Marco aus Uelzen (Niedersachsen) soll 2007 im Türkei-Urlaub als 17-Jähriger die damals 13 Jahre alte Britin Charlotte sexuell missbraucht haben. Mehr als acht Monate saß er in Antalya in U-Haft. Nach zwei Jahren Prozess wurde am Mittwoch in Antalya nach nur zweiminütiger Verhandlungsdauer der Prozess erneut vertagt.

   11. April 2007: Ein Discoabend in Side endet für Marco und das Mädchen im Hotelzimmer der Britin. Er spricht später von gemeinsamen Zärtlichkeiten, sie von sexueller Belästigung.

   12. April: Nach einer Anzeige von Charlottes Mutter wird Marco festgenommen. Er kommt in Untersuchungshaft.

   6. Juli: Am ersten Prozesstag wird die Verhandlung nach eineinhalb Stunden vertagt. Marco bleibt hinter Gittern.

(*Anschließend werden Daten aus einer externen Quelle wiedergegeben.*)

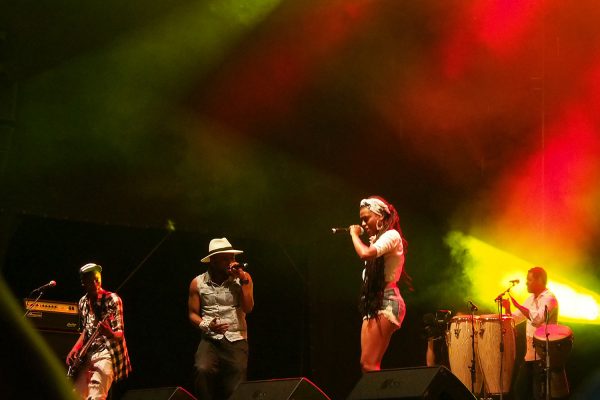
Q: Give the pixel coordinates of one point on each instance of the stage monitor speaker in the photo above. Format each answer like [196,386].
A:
[411,383]
[167,393]
[279,389]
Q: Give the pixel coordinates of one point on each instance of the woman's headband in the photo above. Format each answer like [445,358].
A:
[375,205]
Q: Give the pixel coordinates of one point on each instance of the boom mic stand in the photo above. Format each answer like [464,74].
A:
[502,332]
[547,355]
[472,368]
[32,304]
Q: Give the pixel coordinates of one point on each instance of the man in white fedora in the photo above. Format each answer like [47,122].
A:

   8. August: Ein Gutachter bestätigt Marcos Aussage, dass das Mädchen keinen Geschlechtsverkehr hatte und nicht vergewaltigt wurde.

   6. September: Das Gericht gibt ein neues Gutachten in Auftrag.

   8. Oktober: Eine Haftbeschwerde wird wegen der Schwere des Tatvorwurfs abgelehnt.

   14. Dezember: Nach 247 Tagen Haft kommt Marco ohne Auflagen aus der Untersuchungshaft frei. Marco muss laut Gericht zum weiteren Verfahren nicht mehr erscheinen.

   7. Januar 2008: Marco ist wieder in Uelzen und wird nach einem Betriebspraktikum eine Fachoberschule für Technik besuchen.

   4. Juli: Weil ein medizinisches Abschlussgutachten fehlt, wird der Prozess vertagt.

   26. November: Mit der Begründung, es seien einige Richter ausgewechselt worden, wird der Prozess erneut vertagt.

   28. November: Marcos Buch «Marco W. - Meine 247 Tage im türkischen Knast» erscheint. Wegen der Veröffentlichung während des laufenden Verfahrens legen seine deutschen Rechtsanwälte ihre Mandate nieder.

   10. April 2009: Der erwartete Urteilsspruch bleibt aus, die Verhandlung wird auf den 5. Juni vertagt.

   4. Mai 2009: Die zuständige Staatsanwaltschaft in Lüneburg stellt das Ermittlungsverfahren gegen Marco ein. Der Verdacht des sexuellen Missbrauchs habe sich nicht bestätigt, sagt ein Sprecher.

   5. Juni 2009: Der türkische Staatsanwalt fordert eine mehrjährige Haftstrafe, nennt aber keinen genauen Strafrahmen. Die Verteidigung kündigt an, am nächsten Verhandlungstag auf Freispruch zu plädieren.